Ovación de gala para todos, en especial para Liza Ferschtman que nos regalaría el virtuoso Capricho Recitativo y Scherzo op. 6 de Fritz Kreisler (1875-1962), una propina de altos vuelos, joya de lucimiento y «romanticismo vienés» donde el violín reinaba con el esplendor del momento.

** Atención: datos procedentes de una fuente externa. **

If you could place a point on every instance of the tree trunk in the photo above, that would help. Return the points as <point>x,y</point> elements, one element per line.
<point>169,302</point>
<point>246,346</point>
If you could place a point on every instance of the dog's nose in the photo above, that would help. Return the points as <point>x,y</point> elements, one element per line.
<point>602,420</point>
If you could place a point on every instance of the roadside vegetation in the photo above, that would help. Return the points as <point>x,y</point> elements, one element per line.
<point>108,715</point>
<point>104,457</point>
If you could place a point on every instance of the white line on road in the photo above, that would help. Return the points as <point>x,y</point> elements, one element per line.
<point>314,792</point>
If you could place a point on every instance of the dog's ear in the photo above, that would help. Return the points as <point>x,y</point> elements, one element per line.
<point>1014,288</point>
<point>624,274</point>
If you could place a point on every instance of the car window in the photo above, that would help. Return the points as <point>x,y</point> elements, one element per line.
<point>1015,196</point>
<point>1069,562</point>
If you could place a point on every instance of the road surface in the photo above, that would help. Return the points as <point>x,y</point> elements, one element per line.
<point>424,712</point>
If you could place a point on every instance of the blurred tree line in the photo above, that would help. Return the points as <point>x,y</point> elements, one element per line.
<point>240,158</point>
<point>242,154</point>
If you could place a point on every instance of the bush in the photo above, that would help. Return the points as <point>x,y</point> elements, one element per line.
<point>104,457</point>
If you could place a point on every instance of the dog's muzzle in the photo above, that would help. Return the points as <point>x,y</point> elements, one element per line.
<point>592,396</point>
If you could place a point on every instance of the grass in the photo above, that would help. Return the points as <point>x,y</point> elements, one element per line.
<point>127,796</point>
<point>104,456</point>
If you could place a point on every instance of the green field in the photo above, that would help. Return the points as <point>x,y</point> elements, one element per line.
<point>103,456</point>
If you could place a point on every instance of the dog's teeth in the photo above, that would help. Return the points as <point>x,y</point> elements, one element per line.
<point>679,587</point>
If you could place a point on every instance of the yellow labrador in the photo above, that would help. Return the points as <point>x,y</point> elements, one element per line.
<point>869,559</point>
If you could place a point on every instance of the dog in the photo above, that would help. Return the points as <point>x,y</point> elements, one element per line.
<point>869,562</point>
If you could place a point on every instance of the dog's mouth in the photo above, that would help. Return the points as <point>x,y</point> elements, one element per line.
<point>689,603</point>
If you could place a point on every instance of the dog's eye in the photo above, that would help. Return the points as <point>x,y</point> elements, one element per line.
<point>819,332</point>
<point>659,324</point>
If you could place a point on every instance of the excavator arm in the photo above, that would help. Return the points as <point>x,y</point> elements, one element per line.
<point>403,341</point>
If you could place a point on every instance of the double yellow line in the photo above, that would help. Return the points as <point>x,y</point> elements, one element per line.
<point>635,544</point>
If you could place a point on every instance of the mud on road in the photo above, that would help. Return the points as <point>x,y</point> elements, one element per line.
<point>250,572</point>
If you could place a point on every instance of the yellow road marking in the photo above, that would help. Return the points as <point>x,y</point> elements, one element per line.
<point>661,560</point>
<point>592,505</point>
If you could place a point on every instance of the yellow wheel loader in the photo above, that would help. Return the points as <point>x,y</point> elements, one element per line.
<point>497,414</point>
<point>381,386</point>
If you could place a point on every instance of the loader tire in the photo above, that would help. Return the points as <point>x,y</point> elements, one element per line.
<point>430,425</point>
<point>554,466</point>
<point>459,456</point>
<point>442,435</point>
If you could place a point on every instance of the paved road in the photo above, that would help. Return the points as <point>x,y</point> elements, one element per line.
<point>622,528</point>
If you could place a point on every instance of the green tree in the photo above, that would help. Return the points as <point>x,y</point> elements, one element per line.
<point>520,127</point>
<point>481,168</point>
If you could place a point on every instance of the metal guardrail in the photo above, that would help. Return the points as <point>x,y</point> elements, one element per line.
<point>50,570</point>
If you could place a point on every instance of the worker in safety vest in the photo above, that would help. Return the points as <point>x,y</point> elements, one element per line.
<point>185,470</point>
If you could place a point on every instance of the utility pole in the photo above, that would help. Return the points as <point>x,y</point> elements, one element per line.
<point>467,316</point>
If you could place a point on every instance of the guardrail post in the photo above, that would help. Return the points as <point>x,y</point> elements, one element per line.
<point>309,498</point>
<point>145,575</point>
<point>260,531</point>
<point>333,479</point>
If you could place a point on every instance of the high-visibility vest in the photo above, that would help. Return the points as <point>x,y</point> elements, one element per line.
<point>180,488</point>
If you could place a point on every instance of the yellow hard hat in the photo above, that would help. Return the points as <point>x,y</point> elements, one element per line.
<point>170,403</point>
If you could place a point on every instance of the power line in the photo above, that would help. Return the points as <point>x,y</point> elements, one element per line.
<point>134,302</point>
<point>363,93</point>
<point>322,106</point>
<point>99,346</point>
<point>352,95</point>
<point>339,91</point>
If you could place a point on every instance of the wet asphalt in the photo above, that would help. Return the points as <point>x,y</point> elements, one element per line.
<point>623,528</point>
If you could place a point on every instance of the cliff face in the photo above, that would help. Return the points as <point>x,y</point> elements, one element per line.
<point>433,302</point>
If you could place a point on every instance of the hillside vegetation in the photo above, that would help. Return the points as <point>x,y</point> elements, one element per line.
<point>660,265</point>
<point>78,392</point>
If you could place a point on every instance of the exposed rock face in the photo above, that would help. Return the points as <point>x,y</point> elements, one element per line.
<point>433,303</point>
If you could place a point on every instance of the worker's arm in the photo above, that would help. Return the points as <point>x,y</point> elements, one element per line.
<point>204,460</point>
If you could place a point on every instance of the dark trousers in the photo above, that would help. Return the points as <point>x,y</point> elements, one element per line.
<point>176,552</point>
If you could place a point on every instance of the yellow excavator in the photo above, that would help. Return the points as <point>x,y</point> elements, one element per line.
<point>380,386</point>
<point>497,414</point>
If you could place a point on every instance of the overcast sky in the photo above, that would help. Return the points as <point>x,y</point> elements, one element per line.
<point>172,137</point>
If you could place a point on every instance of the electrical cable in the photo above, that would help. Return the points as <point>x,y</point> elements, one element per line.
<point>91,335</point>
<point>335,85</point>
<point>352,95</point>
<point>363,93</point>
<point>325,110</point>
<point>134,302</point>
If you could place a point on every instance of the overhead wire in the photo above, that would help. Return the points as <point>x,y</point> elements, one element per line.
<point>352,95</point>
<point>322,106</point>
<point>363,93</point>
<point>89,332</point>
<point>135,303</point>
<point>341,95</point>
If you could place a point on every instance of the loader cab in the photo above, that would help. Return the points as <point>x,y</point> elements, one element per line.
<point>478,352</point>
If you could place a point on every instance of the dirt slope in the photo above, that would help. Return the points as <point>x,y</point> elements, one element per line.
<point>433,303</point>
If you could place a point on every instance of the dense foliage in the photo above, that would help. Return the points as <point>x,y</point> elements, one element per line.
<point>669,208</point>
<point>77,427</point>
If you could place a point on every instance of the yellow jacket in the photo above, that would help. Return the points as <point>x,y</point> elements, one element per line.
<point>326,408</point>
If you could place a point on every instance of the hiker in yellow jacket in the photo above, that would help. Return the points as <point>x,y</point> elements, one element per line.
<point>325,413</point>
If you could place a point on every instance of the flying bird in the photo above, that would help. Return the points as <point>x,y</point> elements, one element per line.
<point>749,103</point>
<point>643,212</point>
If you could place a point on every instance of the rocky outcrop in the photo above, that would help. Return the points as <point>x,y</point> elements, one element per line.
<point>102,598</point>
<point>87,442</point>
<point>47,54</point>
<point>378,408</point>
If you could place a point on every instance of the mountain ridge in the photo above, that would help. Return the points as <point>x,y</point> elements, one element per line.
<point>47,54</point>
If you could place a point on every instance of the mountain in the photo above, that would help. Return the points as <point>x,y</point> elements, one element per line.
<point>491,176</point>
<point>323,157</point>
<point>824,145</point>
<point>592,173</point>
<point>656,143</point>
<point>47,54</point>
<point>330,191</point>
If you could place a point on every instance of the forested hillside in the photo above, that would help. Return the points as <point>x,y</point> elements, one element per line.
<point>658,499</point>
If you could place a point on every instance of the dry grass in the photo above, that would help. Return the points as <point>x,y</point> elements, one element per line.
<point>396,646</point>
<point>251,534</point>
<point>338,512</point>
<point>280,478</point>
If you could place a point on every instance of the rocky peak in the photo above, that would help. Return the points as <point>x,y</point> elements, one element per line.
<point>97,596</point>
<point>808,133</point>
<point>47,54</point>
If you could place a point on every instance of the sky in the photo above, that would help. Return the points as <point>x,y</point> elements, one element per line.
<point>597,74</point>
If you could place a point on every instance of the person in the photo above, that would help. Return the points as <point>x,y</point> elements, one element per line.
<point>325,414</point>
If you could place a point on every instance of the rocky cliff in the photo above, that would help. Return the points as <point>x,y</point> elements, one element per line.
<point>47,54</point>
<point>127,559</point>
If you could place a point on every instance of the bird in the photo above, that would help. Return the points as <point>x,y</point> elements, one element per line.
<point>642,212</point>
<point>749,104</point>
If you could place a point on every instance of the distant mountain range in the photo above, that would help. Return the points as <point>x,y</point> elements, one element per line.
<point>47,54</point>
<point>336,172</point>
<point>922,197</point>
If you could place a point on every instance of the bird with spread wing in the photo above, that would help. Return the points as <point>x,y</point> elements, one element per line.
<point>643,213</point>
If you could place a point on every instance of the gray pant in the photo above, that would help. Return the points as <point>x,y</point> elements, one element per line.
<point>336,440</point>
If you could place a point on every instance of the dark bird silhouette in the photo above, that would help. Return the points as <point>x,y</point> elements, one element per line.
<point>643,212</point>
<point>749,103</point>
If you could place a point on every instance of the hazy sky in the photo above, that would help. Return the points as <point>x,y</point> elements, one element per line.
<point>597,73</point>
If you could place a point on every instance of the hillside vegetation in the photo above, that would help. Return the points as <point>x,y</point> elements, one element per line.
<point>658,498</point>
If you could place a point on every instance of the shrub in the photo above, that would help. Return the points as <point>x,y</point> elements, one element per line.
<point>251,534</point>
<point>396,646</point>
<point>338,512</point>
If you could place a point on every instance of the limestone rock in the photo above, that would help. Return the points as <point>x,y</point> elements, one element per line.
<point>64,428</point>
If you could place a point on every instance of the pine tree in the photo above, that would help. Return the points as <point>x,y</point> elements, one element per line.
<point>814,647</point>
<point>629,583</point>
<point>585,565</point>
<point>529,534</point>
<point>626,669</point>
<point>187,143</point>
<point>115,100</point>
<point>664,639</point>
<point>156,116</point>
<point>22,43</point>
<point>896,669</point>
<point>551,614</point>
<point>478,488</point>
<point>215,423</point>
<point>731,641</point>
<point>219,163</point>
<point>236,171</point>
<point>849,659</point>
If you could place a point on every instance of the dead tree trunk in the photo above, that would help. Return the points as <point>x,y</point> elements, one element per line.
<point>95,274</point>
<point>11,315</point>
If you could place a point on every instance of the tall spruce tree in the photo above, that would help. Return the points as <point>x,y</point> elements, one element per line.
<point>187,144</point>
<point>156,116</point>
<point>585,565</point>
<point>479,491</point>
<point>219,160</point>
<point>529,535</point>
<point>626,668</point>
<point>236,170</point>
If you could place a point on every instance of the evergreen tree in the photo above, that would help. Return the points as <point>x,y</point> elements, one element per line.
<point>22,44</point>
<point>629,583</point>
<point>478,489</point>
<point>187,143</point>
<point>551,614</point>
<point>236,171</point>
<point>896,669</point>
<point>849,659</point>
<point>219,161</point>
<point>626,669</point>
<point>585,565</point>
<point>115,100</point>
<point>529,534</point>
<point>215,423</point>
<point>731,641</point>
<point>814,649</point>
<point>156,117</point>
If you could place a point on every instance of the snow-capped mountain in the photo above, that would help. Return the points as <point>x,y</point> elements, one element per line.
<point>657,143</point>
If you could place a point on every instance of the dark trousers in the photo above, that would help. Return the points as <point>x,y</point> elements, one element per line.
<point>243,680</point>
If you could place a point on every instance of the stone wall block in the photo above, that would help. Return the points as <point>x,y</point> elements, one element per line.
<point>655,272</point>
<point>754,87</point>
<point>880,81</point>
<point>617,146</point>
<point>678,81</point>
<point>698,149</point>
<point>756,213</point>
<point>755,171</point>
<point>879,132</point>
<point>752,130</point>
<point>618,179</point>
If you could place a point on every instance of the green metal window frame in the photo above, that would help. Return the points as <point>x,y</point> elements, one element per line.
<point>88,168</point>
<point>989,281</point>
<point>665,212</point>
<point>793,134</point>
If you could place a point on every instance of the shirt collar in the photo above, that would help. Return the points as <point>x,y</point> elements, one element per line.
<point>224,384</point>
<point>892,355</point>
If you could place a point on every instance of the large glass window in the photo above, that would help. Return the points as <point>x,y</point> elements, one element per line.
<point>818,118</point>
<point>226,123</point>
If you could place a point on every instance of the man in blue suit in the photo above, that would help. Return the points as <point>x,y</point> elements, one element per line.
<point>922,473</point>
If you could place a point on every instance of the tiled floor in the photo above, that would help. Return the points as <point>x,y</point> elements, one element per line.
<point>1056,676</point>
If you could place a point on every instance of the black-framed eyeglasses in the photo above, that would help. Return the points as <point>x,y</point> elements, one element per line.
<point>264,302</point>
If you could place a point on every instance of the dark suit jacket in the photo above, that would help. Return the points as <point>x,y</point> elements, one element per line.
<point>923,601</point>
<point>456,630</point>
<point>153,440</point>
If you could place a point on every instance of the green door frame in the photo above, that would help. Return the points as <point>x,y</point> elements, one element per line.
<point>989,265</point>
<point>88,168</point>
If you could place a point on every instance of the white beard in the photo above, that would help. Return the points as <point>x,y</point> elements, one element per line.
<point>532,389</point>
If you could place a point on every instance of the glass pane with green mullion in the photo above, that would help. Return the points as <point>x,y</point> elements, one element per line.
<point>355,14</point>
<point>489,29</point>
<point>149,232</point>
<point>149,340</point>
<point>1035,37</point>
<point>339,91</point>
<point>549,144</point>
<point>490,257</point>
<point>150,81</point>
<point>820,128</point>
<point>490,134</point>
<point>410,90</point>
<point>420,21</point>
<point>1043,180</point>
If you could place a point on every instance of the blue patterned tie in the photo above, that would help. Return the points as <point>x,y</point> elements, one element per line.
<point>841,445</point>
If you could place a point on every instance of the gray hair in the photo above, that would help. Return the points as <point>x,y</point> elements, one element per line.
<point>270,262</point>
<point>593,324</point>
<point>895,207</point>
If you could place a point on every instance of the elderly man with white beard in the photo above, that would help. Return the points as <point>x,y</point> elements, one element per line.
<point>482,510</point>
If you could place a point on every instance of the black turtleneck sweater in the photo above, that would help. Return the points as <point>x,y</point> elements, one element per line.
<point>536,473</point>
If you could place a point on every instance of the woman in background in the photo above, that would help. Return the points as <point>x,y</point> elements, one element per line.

La segunda parte nos traería al amigo de Brahms e igual de «tardo romántico» y excelente orquestador además de melodista, el ruso Piotr Ilich Chaikovski (1840-1893), bien contado en las notas al programa por Maruxa Baliñas, directora de Mundoclásico. Dentro del mundo sinfónico siempre escribo que «no hay quinta mala», y la Sinfonía nº 5 en mi menor, op. 64 es prueba de ello. Con una super orquesta donde el cálculo de su plantilla nos lo da la presencia de ocho contrabajos (y demás proporciones necesarias para equilibrar las impresionantes dinámicas e instrumentación de esta partitura), la OSG sacó músculo sonoro con la dirección de un apasionado Manacorda atento a todo, jugando bien con los tempi de los cuatro movimientos (I. Ante – Scherzo: Allegro con anima; II. Andante cantabile, con alcuna licenza; III. Valse: Allegro moderato; IV. Andante maestoso – Allegro vivace – Molto meno mosso), luciéndose tanto la cuerda de amplias dinámicas, la madera y unos timbales que empujaron continuamente no siempre reconocidos en su papel. Evidentemente los metales tienen mucho protagonismo y es difícil que no se desboquen, pero comprendo el afán de engrandecer esta quinta que el director italiano no pudo «sujetar los caballos» de estos bronces. Con todo, el famoso además de versionado andante (hasta por Sinatra) permitió lucirse al trompa solista, el vals respiró de nuevo cierto aire vienés y el último movimiento sigue impactando en su escucha a un auditorio que agradece el repertorio de siempre, también por nuestros «primos» gallegos arropados por los músicos de la OSPA en el patio de butacas.

Sábado romántico con más calidad que morriña y una climatología perfecta para ambientar «La Viena española», pues como citaba al comenzar esta entrada, «Solo la música ilumina, reconcilia y consuela».

P.D.: Concierto dedicado a la memoria de las mellizas de La Ería.